Amar aquilo que Deus manda e desejar aquilo que Ele promete. Não basta, porém, pedir essas duas coisas a Deus, quer dizer, não basta pedir aqui e agora que eu deseje o céu e que eu cumpra os mandamentos para alcançar o céu. É preciso pedir também a graça de perseverar até o fim nesse desejo de alcançar o céu e nesse cumprimento da lei de Deus. E essa é a última petição da Coleta de hoje: que diante da instabilidade, das mudanças das coisas do mundo, nós possamos permanecer fixos onde se contra a verdadeira felicidade. Tendo reconhecido que a lei de Deus é um bem para nós e tendo reconhecido que a vida eterna é o nosso maior bem, somos obrigados a reconhecer que a nossa felicidade se encontra na prática da lei de Deus e na ida ao céu. A verdadeira e perfeita felicidade está no céu, mas já se inicia aqui na terra pela prática da lei de Deus, que nos une a Ele. Que Deus possa fixar definitivamente nosso coração onde estão as verdadeiras alegrias e não nas alegrias aparentes e passageiras do mundo.

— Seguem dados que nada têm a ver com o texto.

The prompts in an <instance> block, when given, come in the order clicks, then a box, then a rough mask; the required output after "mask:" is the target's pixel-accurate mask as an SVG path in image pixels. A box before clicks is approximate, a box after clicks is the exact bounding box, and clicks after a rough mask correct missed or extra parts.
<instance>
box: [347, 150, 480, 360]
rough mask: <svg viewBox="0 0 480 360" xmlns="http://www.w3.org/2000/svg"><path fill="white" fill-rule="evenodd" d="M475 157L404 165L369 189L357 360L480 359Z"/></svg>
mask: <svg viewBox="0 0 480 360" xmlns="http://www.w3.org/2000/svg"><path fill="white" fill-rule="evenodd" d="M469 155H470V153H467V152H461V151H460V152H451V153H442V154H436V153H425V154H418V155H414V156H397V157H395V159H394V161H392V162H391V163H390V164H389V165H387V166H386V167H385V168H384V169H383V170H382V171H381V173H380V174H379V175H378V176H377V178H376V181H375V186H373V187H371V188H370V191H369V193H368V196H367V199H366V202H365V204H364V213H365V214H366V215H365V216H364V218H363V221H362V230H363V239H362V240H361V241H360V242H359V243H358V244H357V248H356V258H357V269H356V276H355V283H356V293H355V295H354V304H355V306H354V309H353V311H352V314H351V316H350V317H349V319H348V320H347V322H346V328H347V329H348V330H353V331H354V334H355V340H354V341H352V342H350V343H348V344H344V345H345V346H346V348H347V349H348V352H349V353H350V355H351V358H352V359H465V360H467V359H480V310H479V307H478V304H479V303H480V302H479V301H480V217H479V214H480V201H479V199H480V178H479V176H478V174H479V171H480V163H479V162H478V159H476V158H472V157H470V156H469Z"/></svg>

Devemos, então, caros católicos, com o auxílio da misericórdia e da onipotência divinas, amar a lei de Deus, praticando-a e procurando praticá-la com alegria. Devemos desejar ardentemente o céu. Devemos fixar nosso coração nesse amor e nesse desejo, que são nossas verdadeiras alegrias. Dessa forma, cumpriremos a nossa finalidade de conhecer, amar e servir a Deus e de alcançar o céu, mas também cumpriremos a finalidade ainda mais importante de dar maior glória a Deus, tornando-o mais conhecido, amado e servido.
Em nome do Pai, e do Filho, e do Espírito Santo. Amém.